Party Like A Pagan, Unless You Have Paraskavedekatriaphobia*

friday 13th

* Fear of Friday the 13th (a.k.a.: Triskaidekaphobia or Friggatriskaidekaphobia)

We hope you’re holding a horseshoe, a rabbit's foot or an elephant (with its trunk raised) as you read this.

It is a dreaded “Friday the 13th” – a superstitious date in Western European and North American culture.

Oddly, if we were alive 2,000-plus years ago, we'd be celebrating this event, rather than warning you about your impending doom. Prior to the advent of Christianity, you see, Friday the 13th was considered something of a fortuitous occasion.

In the pre-Christian, Pagan good ol' days, Friday was the best day of the week. It's the only day of the week, for instance, named after a woman: the Norse goddess Freya (a.k.a. Frigga), who represented fertility and sexuality. Hey, Thank God It's Friggin' Freyaday.

Many Scandinavians, Germans, Scots of Norlandic origin, and other Teutons and distant descendants of sub-Arctic Pagans still think that Friday is the best day of the week for romantic endeavours. It's a popular day for wedding ceremonies in northern Europe - again, because of the promise it holds for a fertile union.

Christianity, of course, doesn't take such a kindly view of Friday - first and foremost because it was the day of Christ's crucifixion.

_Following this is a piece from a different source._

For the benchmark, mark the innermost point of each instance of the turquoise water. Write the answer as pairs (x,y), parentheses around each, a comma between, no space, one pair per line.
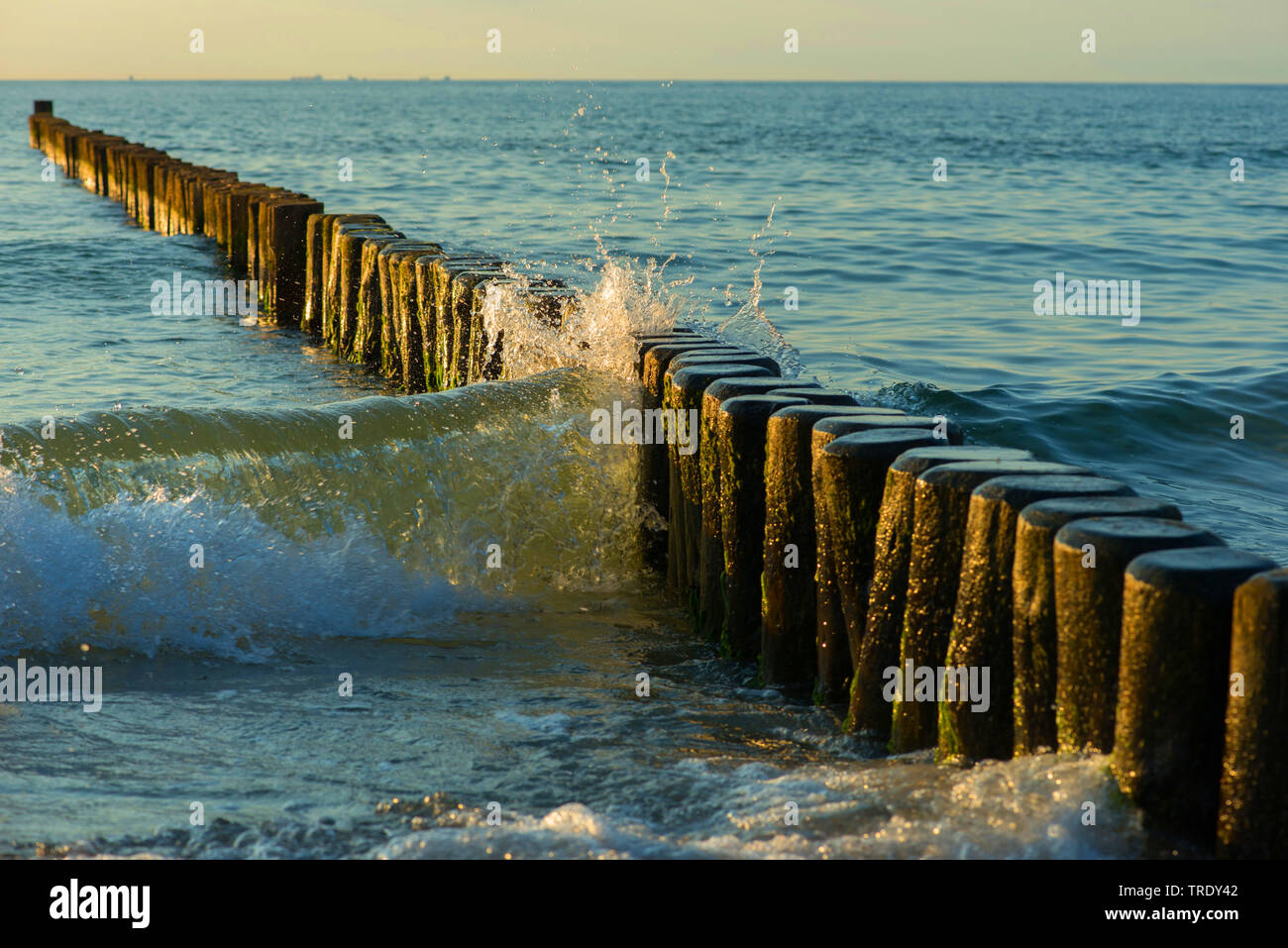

Death also hovered over the day's reputation in old England and even North America because most criminals convicted of capital offences were put to death on Fridays. Hence, it was sometimes referred to as "Hangman's Day". The fact that many gallows were constructed with 13 steps up to the fatal platform didn't help matters.

For one reason or another, post-Pagan days saw Fridays frowned upon for a variety of activities. To this day, in some cultures, superstitious people won't set sail on a ship on a Friday, or move their household, or start a new job, or write a letter, or knit (?!), or cut their fingernails (??!!).

There's quite a contrast, too, when it comes to the Pagan-versus-Christian views on the number 13.

For the Pagans, again, 13 had favourably frisky connotations, pertaining to the lunar calendar, the female menstrual cycle and - yup - fertility.

For Christianity, conversely, 13 represents the number of individuals at The Last Supper - one of whom, of course, was the traitorous Judas.

Thus, two millennia ago, Friday the 13th was a doubly great day for our Pagan ancestors - absolutely dripping with fertility and sexuality.

Subsequently, however, this particular day became a double-downer. That is especially true of its reputation in the Christian culture, in which Friday the 13th represents, in two ways, the downfall and crucifixion of Jesus.

So, we suppose, we shall wish all of our heathen, Druid readers a happy and fertile Friday the 13th. Party on, Pagans!

And, as for all of the rest of you - Christian, superstitious, or both - rub those rabbit's feet and clench those four-leaf clovers. Let's try to survive unscathed until the calendar flips over to Saturday the 14th.